Through formative and summative assessments such as recall of prior learning, retrieval practice and end of unit assessments, we can see the impact of our curriculum. This is also reflected in the achievements, attitudes, and knowledge of our pupils.
By the time they leave our school, our pupils will have a secure understanding of key historical concepts, significant events, and the impact of individuals and civilisations on our world. They will have developed skills in historical enquiry, critical thinking, analysis, and evaluation.
Pupils at St. Andrew’s demonstrate a genuine interest in history, understanding its relevance to their own lives and society. The regular opportunities we give our children to see history come to life in museums and exhibitions, helps them to make connections in their learning.
With regular spaced retrieval practice and a focus on prior learning, we aim for pupils to make connections across different historical periods, recognising patterns, causes, and consequences of events.
Pupils will have a solid foundation of historical knowledge that will support their transition to secondary school and enable them to engage in analytical discussions and debates about the past.
The impact of our personalised history curriculum goes beyond academic achievement. It equips our pupils with valuable skills for their future lives, fostering a sense of moral responsibility and cultural awareness. For example, we hope for our pupils to be better prepared to play an active role in their local communities, making positive contributions to society as a whole.
Across the school from Year 1 to Year 6 the children are taught three topics of History a year. The children are a taught a range of historical skills which they develop upon each year. These skills include historical knowledge (constructing and sequencing the past), historical concepts (change and development and cause and effect) and historical enquiry. The children will also develop a wide range of historic vocabulary within each topic and use a range of historical sources to enthuse and broaden their learning experiences.
Below are the three units of historical study that will be taught in each year group.

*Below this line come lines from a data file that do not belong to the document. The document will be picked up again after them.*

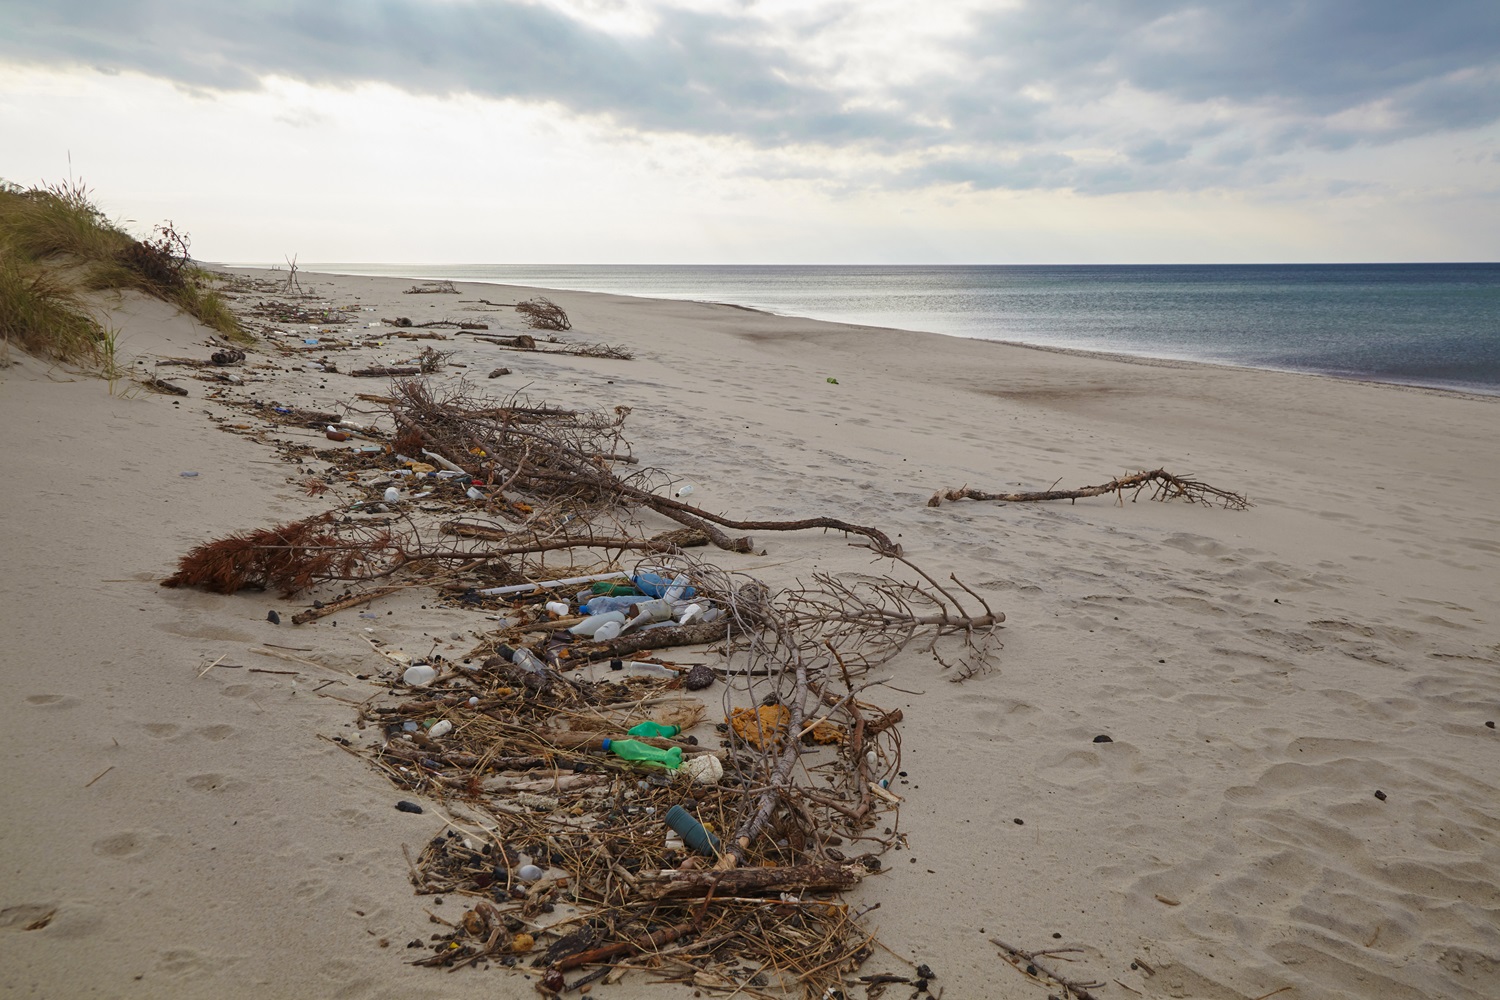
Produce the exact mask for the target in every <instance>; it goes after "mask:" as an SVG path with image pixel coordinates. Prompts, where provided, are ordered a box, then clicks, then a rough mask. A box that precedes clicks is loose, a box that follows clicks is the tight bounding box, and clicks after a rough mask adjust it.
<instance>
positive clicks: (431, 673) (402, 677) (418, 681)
mask: <svg viewBox="0 0 1500 1000" xmlns="http://www.w3.org/2000/svg"><path fill="white" fill-rule="evenodd" d="M437 676H438V672H437V670H434V669H432V667H429V666H428V664H425V663H417V664H413V666H410V667H407V672H405V673H402V675H401V679H402V681H405V682H407V684H410V685H411V687H414V688H425V687H428V685H429V684H432V682H434V681H435V679H437Z"/></svg>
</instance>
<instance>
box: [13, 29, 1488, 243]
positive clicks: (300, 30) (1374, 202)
mask: <svg viewBox="0 0 1500 1000" xmlns="http://www.w3.org/2000/svg"><path fill="white" fill-rule="evenodd" d="M69 157H71V169H72V172H74V174H77V175H81V177H83V178H84V180H86V181H87V183H89V184H90V186H92V187H93V189H95V190H96V193H98V198H99V201H101V202H102V205H104V207H105V208H107V210H108V211H110V213H111V214H115V216H118V217H121V219H127V220H132V223H133V225H135V226H136V228H145V229H148V228H150V225H151V223H153V222H159V220H162V219H168V217H169V219H172V220H175V222H177V223H178V225H180V226H181V228H184V229H187V231H189V232H192V235H193V250H195V253H196V255H199V256H202V258H207V259H223V261H279V259H281V258H282V256H284V255H287V253H299V255H300V259H302V261H390V262H398V261H399V262H1001V264H1004V262H1175V261H1185V262H1194V261H1226V262H1232V261H1461V259H1470V261H1473V259H1485V261H1494V259H1500V3H1497V1H1496V0H1478V1H1446V0H1425V1H1424V3H1413V1H1412V0H1200V1H1199V3H1191V1H1184V0H1011V1H1002V0H924V1H922V3H913V1H912V0H678V1H670V3H669V1H657V0H305V1H297V0H192V1H178V0H34V1H33V0H0V177H3V178H6V180H10V181H17V183H21V184H33V183H39V181H48V180H57V178H65V177H66V175H68V172H69Z"/></svg>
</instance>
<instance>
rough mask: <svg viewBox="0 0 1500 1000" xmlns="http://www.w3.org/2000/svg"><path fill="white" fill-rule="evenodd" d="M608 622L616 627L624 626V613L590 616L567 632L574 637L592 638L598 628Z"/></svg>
mask: <svg viewBox="0 0 1500 1000" xmlns="http://www.w3.org/2000/svg"><path fill="white" fill-rule="evenodd" d="M607 622H615V624H618V625H624V624H625V613H624V612H604V613H603V615H589V616H588V618H585V619H583V621H580V622H579V624H577V625H573V627H571V628H568V631H570V633H573V634H574V636H594V634H595V633H597V631H598V630H600V627H601V625H606V624H607ZM616 634H618V633H616Z"/></svg>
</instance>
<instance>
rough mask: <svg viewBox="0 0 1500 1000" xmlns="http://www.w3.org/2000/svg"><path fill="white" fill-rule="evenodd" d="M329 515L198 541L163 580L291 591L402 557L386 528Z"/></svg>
mask: <svg viewBox="0 0 1500 1000" xmlns="http://www.w3.org/2000/svg"><path fill="white" fill-rule="evenodd" d="M333 516H335V511H329V513H324V514H318V516H317V517H306V519H303V520H293V522H288V523H285V525H278V526H275V528H261V529H257V531H245V532H239V534H234V535H229V537H226V538H219V540H216V541H208V543H205V544H201V546H198V547H196V549H193V550H190V552H189V553H187V555H184V556H183V558H181V559H178V561H177V573H174V574H172V576H169V577H166V579H165V580H162V586H201V588H204V589H208V591H213V592H216V594H234V592H236V591H240V589H245V588H248V586H251V588H258V589H263V591H264V589H278V591H281V592H282V595H285V597H291V595H293V594H296V592H297V591H303V589H306V588H309V586H312V585H314V583H318V582H324V580H351V579H369V577H372V576H377V574H380V573H381V571H384V570H386V568H387V567H389V565H395V564H399V562H402V552H401V547H399V546H398V544H396V541H395V538H393V537H392V534H390V531H386V529H381V528H363V526H356V528H354V529H353V531H351V529H348V528H347V526H335V525H333ZM341 528H344V532H342V534H341Z"/></svg>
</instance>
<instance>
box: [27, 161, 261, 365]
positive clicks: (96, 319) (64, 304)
mask: <svg viewBox="0 0 1500 1000" xmlns="http://www.w3.org/2000/svg"><path fill="white" fill-rule="evenodd" d="M208 279H210V276H208V274H207V273H205V271H202V270H201V268H199V267H196V265H195V264H193V261H192V258H190V256H189V253H187V237H186V235H184V234H180V232H177V229H175V228H174V226H172V223H171V222H166V223H162V225H159V226H156V229H154V232H153V235H151V237H148V238H145V240H138V238H135V237H132V235H130V234H129V232H126V231H124V229H123V228H121V226H120V225H117V223H114V222H111V220H108V219H107V217H105V214H104V213H102V211H101V210H99V207H98V205H95V204H93V198H92V195H90V190H89V189H87V187H86V186H84V184H83V181H69V183H58V184H46V186H42V187H20V186H18V184H10V183H6V181H0V340H3V342H5V345H7V346H9V345H12V343H13V345H15V346H18V348H20V349H23V351H26V352H28V354H33V355H36V357H43V358H48V360H52V361H65V363H72V364H83V366H89V367H102V369H107V367H110V366H111V364H113V345H114V337H113V334H111V331H110V330H107V328H105V327H104V325H102V324H101V322H99V319H98V316H96V313H95V310H93V309H90V304H89V301H87V294H89V292H101V291H110V289H135V291H139V292H144V294H147V295H153V297H156V298H160V300H163V301H168V303H171V304H174V306H177V307H178V309H181V310H183V312H186V313H189V315H192V316H195V318H196V319H198V321H199V322H202V324H205V325H208V327H211V328H213V330H217V331H219V333H222V334H225V336H228V337H231V339H236V340H249V339H251V337H249V334H246V333H245V331H243V330H242V327H240V324H239V322H237V321H236V318H234V315H233V313H231V312H229V309H228V307H226V306H225V303H223V300H222V298H220V297H219V294H217V292H214V291H213V289H211V288H210V286H208Z"/></svg>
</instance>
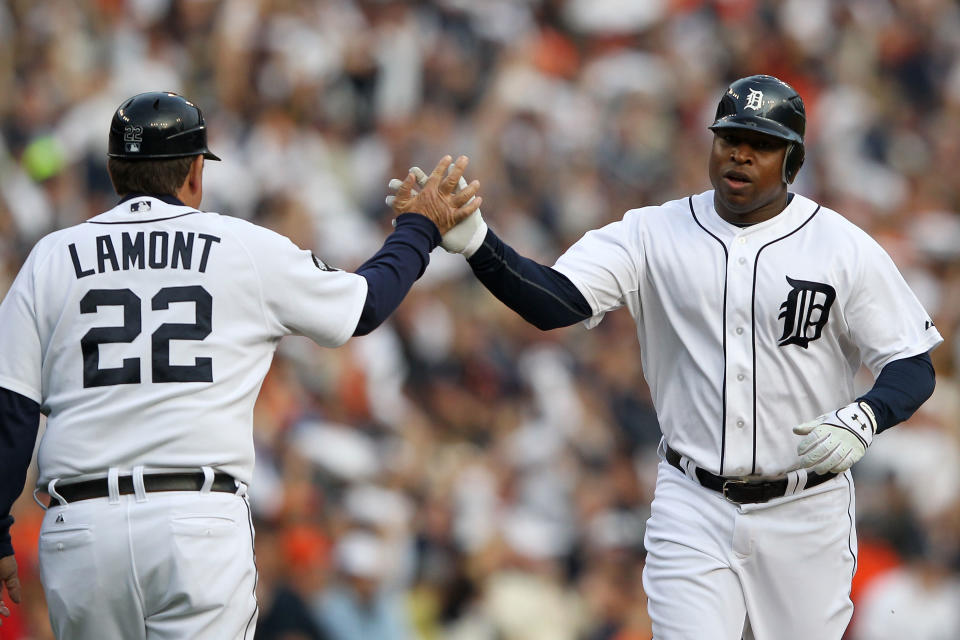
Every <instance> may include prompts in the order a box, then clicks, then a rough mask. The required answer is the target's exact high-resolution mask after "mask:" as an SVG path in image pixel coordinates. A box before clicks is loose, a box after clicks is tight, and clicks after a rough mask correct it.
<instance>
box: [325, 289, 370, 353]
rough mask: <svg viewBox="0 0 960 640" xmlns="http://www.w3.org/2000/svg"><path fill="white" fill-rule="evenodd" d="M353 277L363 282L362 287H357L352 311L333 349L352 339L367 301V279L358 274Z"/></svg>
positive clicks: (353, 303)
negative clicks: (356, 295) (342, 331)
mask: <svg viewBox="0 0 960 640" xmlns="http://www.w3.org/2000/svg"><path fill="white" fill-rule="evenodd" d="M353 275H355V276H356V277H358V278H360V279H361V280H363V286H362V287H357V298H356V300H355V301H354V303H353V311H352V312H351V313H350V315H349V322H345V323H344V324H343V326H344V329H343V333H342V334H341V335H339V336H337V337H336V339H335V340H334V343H333V345H331V346H334V347H339V346H341V345H343V344H345V343H346V342H347V340H349V339H350V338H351V337H353V332H354V331H356V330H357V325H358V324H359V323H360V315H361V314H362V313H363V306H364V303H365V302H366V300H367V279H366V278H364V277H363V276H361V275H358V274H353Z"/></svg>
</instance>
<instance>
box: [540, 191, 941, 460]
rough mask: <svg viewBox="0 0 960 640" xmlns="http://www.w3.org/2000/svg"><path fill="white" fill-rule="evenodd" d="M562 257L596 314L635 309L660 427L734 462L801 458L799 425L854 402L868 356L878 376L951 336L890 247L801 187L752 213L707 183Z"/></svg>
mask: <svg viewBox="0 0 960 640" xmlns="http://www.w3.org/2000/svg"><path fill="white" fill-rule="evenodd" d="M554 268H555V269H556V270H557V271H559V272H561V273H563V274H564V275H566V276H567V277H568V278H569V279H570V280H571V281H572V282H573V283H574V284H575V285H576V286H577V288H578V289H579V290H580V292H581V293H582V294H583V296H584V297H585V298H586V299H587V301H588V302H589V303H590V306H591V309H592V310H593V313H594V315H593V317H592V318H590V319H588V320H587V321H586V323H585V324H586V325H587V326H588V327H592V326H595V325H596V324H597V323H599V322H600V320H601V319H602V318H603V315H604V314H605V313H606V312H607V311H610V310H613V309H616V308H618V307H621V306H626V307H627V308H628V309H629V310H630V313H631V314H632V315H633V317H634V319H635V320H636V324H637V337H638V339H639V341H640V346H641V349H642V356H641V357H642V360H643V370H644V375H645V377H646V379H647V382H648V384H649V385H650V390H651V392H652V394H653V400H654V404H655V407H656V410H657V415H658V417H659V419H660V426H661V429H662V431H663V434H664V438H665V440H666V442H667V443H668V444H669V445H670V446H671V447H672V448H673V449H675V450H676V451H678V452H680V453H681V454H684V455H686V456H687V457H688V458H690V459H691V460H693V461H694V462H695V463H696V464H697V465H698V466H700V467H702V468H704V469H706V470H708V471H710V472H712V473H714V474H719V475H724V476H747V475H753V476H765V477H775V476H781V475H783V474H784V473H786V472H788V471H791V470H793V469H796V468H798V467H799V459H798V457H797V450H796V447H797V441H798V439H799V436H796V435H794V434H793V432H792V429H793V427H794V426H796V425H798V424H800V423H802V422H806V421H808V420H811V419H813V418H815V417H817V416H818V415H820V414H822V413H824V412H826V411H828V410H833V409H836V408H837V407H842V406H844V405H846V404H847V403H849V402H851V401H853V399H854V394H855V390H854V386H853V385H854V383H853V379H854V375H855V374H856V372H857V371H858V369H859V368H860V366H861V363H865V364H866V366H867V367H868V368H869V369H870V371H871V372H872V373H873V374H874V376H876V375H877V374H878V373H879V372H880V369H881V368H882V367H883V366H884V365H885V364H887V363H888V362H890V361H891V360H895V359H899V358H905V357H910V356H913V355H917V354H920V353H924V352H926V351H928V350H930V349H931V348H933V347H934V346H936V345H937V344H939V343H940V342H942V338H941V337H940V334H939V333H938V332H937V330H936V328H935V327H934V326H933V323H932V322H931V320H930V318H929V316H928V315H927V313H926V312H925V311H924V309H923V308H922V306H921V305H920V303H919V302H918V300H917V298H916V296H915V295H914V294H913V292H912V291H911V290H910V288H909V287H908V286H907V284H906V282H905V281H904V279H903V277H902V276H901V275H900V273H899V272H898V270H897V268H896V266H895V265H894V263H893V261H892V260H891V259H890V257H889V256H888V255H887V254H886V252H884V250H883V249H882V248H881V247H880V246H879V245H878V244H877V243H876V242H875V241H874V240H873V239H872V238H870V236H868V235H867V234H866V233H865V232H863V231H862V230H861V229H859V228H857V227H856V226H855V225H853V224H852V223H850V222H849V221H847V220H846V219H845V218H843V217H842V216H840V215H839V214H838V213H836V212H835V211H831V210H829V209H827V208H825V207H821V206H819V205H818V204H817V203H815V202H813V201H811V200H809V199H807V198H804V197H803V196H800V195H794V197H793V199H792V201H791V202H790V204H789V205H788V206H787V208H786V209H784V210H783V211H782V212H781V213H780V214H779V215H777V216H775V217H773V218H771V219H770V220H767V221H765V222H761V223H758V224H754V225H751V226H748V227H743V228H741V227H738V226H736V225H733V224H730V223H728V222H726V221H724V220H723V219H722V218H720V216H719V215H718V214H717V212H716V210H715V209H714V207H713V191H707V192H705V193H701V194H699V195H696V196H692V197H690V198H685V199H682V200H675V201H672V202H668V203H666V204H664V205H662V206H659V207H644V208H641V209H634V210H632V211H628V212H627V213H626V215H625V216H624V217H623V219H622V220H621V221H619V222H614V223H612V224H609V225H607V226H605V227H603V228H602V229H598V230H596V231H591V232H588V233H587V234H586V235H585V236H584V237H583V238H582V239H580V240H579V241H578V242H577V243H576V244H574V245H573V246H572V247H570V249H568V250H567V251H566V253H564V254H563V255H562V256H561V257H560V258H559V260H558V261H557V263H556V265H555V266H554Z"/></svg>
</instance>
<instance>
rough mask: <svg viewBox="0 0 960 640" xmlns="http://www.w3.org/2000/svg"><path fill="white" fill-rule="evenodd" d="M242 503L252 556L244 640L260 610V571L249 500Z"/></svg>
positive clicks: (255, 619) (250, 549) (250, 550)
mask: <svg viewBox="0 0 960 640" xmlns="http://www.w3.org/2000/svg"><path fill="white" fill-rule="evenodd" d="M243 502H244V504H245V505H246V507H247V524H248V526H249V527H250V553H251V554H252V555H253V558H252V560H253V612H252V613H251V614H250V619H249V620H247V626H246V627H244V629H243V638H244V640H246V638H247V634H248V633H250V625H252V624H253V621H254V620H256V618H257V612H258V611H259V610H260V601H259V600H257V584H258V583H259V582H260V570H259V569H258V568H257V549H256V546H255V545H254V534H253V512H252V511H251V510H250V500H249V499H248V498H247V497H246V496H244V498H243Z"/></svg>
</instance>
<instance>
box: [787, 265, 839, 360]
mask: <svg viewBox="0 0 960 640" xmlns="http://www.w3.org/2000/svg"><path fill="white" fill-rule="evenodd" d="M787 283H788V284H789V285H790V286H791V287H793V288H792V289H790V293H788V294H787V301H786V302H784V303H783V304H781V305H780V315H779V316H777V317H778V318H783V335H781V336H780V342H779V343H778V346H781V347H785V346H787V345H788V344H796V345H800V346H801V347H803V348H804V349H806V348H807V345H808V344H810V341H811V340H816V339H817V338H819V337H820V335H821V334H822V333H823V327H824V326H826V324H827V319H828V318H829V316H830V307H831V306H832V305H833V301H834V300H836V298H837V292H836V290H835V289H834V288H833V287H831V286H830V285H828V284H823V283H821V282H809V281H807V280H794V279H793V278H791V277H790V276H787Z"/></svg>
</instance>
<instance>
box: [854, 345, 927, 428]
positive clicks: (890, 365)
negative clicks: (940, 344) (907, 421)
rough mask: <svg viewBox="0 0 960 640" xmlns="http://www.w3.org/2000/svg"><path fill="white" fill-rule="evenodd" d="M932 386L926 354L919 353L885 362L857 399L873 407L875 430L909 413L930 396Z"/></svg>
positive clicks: (896, 420) (906, 417)
mask: <svg viewBox="0 0 960 640" xmlns="http://www.w3.org/2000/svg"><path fill="white" fill-rule="evenodd" d="M935 386H936V378H935V374H934V372H933V362H932V361H931V360H930V354H927V353H921V354H919V355H916V356H913V357H911V358H902V359H900V360H894V361H892V362H889V363H887V366H885V367H884V368H883V369H881V370H880V375H879V376H877V380H876V382H875V383H874V385H873V388H872V389H870V391H868V392H866V393H865V394H863V395H862V396H860V397H859V398H857V400H861V401H865V402H867V403H868V404H869V405H870V407H871V408H872V409H873V412H874V414H875V415H876V417H877V433H879V432H881V431H883V430H885V429H889V428H890V427H892V426H894V425H895V424H899V423H901V422H903V421H904V420H906V419H907V418H909V417H910V416H912V415H913V414H914V412H915V411H916V410H917V409H919V408H920V405H922V404H923V403H924V402H926V401H927V398H929V397H930V396H931V395H933V389H934V387H935Z"/></svg>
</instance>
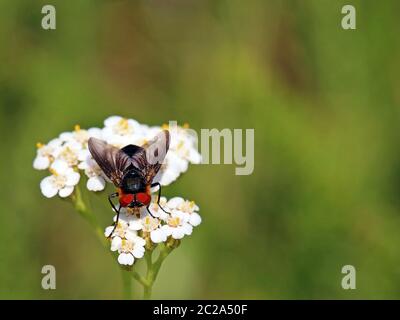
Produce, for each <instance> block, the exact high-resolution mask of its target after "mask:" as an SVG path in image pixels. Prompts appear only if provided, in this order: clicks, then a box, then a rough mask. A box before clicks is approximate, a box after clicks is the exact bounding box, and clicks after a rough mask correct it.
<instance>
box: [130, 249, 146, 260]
mask: <svg viewBox="0 0 400 320" xmlns="http://www.w3.org/2000/svg"><path fill="white" fill-rule="evenodd" d="M140 248H141V247H139V248H135V249H133V250H132V255H133V256H134V257H135V258H138V259H140V258H143V256H144V250H141V249H140ZM132 263H133V262H132Z"/></svg>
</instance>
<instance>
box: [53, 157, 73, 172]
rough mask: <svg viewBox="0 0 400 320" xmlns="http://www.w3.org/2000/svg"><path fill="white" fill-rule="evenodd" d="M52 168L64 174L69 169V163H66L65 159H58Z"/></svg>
mask: <svg viewBox="0 0 400 320" xmlns="http://www.w3.org/2000/svg"><path fill="white" fill-rule="evenodd" d="M51 169H53V170H54V171H55V172H57V174H60V175H61V174H64V173H65V172H66V171H67V170H68V169H69V166H68V163H66V162H65V161H63V160H56V161H54V162H53V164H52V165H51Z"/></svg>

Year 1: My Family History, The Greatest Explorers, Great Inventions: Transport
Year 2: Bonfire Night and The Great Fire of London, Holidays, Our Local Heroes
Year 3: The Stone Age, The Iron Age and the Bronze Age, Local History
Year 4: The Ancient Egyptians, Roman Britain, Crime and Punishment
Year 5: The Anglo-Saxons, The Kingdom of Benin, Journeys
Year 6: The Maya Civilisation, The Ancient Greeks, The Impact of War
We also supplement our curriculum with educational visits and speakers). As part of our local history units, the children will also have the opportunity to undertake trips around the local area. These include Forty Hall, Enfield Town and Chase Green War Memorial.